By Bill Sheets Herald Writer
MUKILTEO — City officials are divided over the hiring of a new department head who was the subject of a sexual discrimination suit in a previous job.
Several accusations were directed at Robert McGaughey, 50, in a lawsuit filed by former employees when he was public works director and chief engineer at Okanogan County.
He was accused of using a bullwhip to intimidate women employees; firing a woman after she stopped a project for safety reasons; and knowingly allowing a female worker to drink coffee from a cup into which another man had urinated.
“All those allegations are totally untrue,” McGaughey said Monday.
Based on legal advice, Okanogan County agreed to settle out of court, McGaughey said. The county had originally planned to fight the suit, he said. He was hired in 2002 and left Okanogan County in 2006 when his contract was not renewed, he said.
McGaughey was confirmed in a 5-2 vote by the Mukilteo City Council on June 3 as the city’s new public works director.
Terry Preshaw, an attorney who is running for an open City Council seat against Ted Wheeler, criticized the administration and the council for the choice.
“The mayor was clearly relying on his city administrator to perform due diligence. Most of the council apparently did as well,” she said.
Mukilteo city officials, after interviewing co-workers of McGaughey’s at Okanogan County and other previous jobs, were satisfied that the allegations were false. Others were named in the lawsuit in addition to McGaughey, according to Mukilteo city administrator Joe Hannan.
After McGaughey’s hiring in Mukilteo, city officials later discovered that their new employee had not included on his resume a two-month stint at Skagit County in 2010 from which he had been fired.
Mayor Joe Marine said that while he wishes McGaughey had been forthright about his time as an engineer at Skagit County, it’s not a dealbreaker.
“I’m sticking with Rob,” Marine said. “We’ve had nothing but good responses from his previous employers.”
McGaughey also has worked as a public works supervisor for the Air National Guard, including a stint in Afghanistan. Most recentl he was a quality assurance officer for Systems Consulting, a national firm with an office in Seattle, Hannan said.
McGaughey said he didn’t mention the Skagit County job because it was so short in duration.
“The county administrator had a different style of management than what I was implementing,” he said, declining to go into specifics. “After a probationary period they decided to let me go. Why bring that up?”
Hannan said he spoke recently with Skagit County’s human resources department, which corroborated McGaughey’s account. “They gave no indication of anything related to people” regarding McGaughey’s termination, he said.
McGaughey was vetted by two panels in Mukilteo, Hannan said. One was made up of department heads and the public works superintendent. The other included Hannan and public works directors from Snohomish County and Lynnwood.
They gave their recommendations to Marine, who interviewed two of the finalists, including McGaughey.
The mayor’s recommendation was taken to the council in May.
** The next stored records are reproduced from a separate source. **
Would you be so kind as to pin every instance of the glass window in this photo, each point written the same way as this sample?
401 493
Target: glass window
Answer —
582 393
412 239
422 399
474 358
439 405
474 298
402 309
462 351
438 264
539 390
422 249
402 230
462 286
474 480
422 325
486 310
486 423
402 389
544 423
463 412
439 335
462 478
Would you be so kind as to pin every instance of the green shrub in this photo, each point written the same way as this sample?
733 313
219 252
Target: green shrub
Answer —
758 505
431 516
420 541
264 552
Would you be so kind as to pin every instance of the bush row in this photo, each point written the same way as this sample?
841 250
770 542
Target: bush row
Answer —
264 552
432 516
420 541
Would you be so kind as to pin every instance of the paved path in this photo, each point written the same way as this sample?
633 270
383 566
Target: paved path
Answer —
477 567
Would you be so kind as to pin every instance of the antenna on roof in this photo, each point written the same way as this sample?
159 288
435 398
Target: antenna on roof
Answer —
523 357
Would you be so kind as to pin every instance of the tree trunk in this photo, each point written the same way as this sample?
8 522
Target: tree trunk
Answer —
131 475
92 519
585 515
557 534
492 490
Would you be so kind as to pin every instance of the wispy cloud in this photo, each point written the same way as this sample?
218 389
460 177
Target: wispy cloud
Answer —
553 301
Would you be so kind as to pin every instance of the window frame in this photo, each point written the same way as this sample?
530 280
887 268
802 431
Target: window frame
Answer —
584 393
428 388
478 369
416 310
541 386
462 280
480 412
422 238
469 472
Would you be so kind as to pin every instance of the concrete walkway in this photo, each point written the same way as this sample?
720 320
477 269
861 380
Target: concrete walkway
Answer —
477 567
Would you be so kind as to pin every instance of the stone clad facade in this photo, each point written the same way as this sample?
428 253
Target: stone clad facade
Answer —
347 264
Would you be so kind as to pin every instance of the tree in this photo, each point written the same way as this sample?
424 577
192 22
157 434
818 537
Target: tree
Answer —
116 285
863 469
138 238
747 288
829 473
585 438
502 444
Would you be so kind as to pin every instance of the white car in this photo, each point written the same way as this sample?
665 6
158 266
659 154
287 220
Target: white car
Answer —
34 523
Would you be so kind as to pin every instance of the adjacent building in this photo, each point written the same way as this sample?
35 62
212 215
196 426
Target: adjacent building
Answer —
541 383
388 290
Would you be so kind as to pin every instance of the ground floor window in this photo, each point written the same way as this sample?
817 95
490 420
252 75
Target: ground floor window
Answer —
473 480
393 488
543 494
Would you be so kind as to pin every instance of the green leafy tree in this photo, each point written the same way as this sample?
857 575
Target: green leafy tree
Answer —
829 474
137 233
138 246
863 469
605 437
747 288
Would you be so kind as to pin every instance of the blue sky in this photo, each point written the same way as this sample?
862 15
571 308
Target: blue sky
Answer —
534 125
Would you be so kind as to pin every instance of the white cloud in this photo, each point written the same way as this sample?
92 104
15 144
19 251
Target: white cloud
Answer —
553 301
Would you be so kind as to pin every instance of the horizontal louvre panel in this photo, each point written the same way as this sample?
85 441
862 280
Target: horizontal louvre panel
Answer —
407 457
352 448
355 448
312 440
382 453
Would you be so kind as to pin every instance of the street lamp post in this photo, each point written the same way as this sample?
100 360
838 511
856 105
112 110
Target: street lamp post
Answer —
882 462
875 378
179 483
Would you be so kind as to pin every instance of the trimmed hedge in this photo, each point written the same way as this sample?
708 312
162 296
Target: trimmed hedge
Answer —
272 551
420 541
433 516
Councilwoman Jennifer Gregerson said council members were unaware of the Okanogan lawsuit before a scheduled May 20 vote. She came across an old news story about the suit and asked for a closed-door meeting that night, she said.
There, council members asked for more information, Gregerson said.
“I was worried for the women who work in the city,” she said. Afterward, the city interviewed women managers who had worked with McGaughey, she said.
“I felt like that additional research happened because we asked for that delay and that extra time,” Gregerson said.
She ultimately voted to confirm McGaughey.
“I felt like the city satisfied my concerns,” she said.
Councilmen Steve Schmalz and Kevin Stoltz voted “no.”
“I just felt uncomfortable with the choice,” Schmalz said. “I wasn’t satisfied with his explanation at all.”
Schmalz and Gregerson are both running for mayor this year against Marine.
McGaughey said he left Systems Consulting, where he worked on an intermittent basis on specific projects, for more steady work. McGaughey said he was working overseas for the Air National Guard when the urination incident at Okanogan County occurred. When he returned he started disciplinary action against the man and fired him as a result, he said.
“Why would anybody tolerate that?” he said.
McGaughey said he’s been married for 21 years and has five children.
“I’m a family man, I certainly wouldn’t tolerate the behavior in the allegations made against me, and I wouldn’t expect anybody to.”
McGaughey will make about $106,000 in his new job. He replaces previous public works director Larry Waters, who retired and moved to Bend, Ore.
“Mukilteo’s going to be a great place to work. I look forward to working with the public works crew and the mayor.
“I want to add value to the public works department and the city, and I think I can. Serving the public, that’s what it’s about.”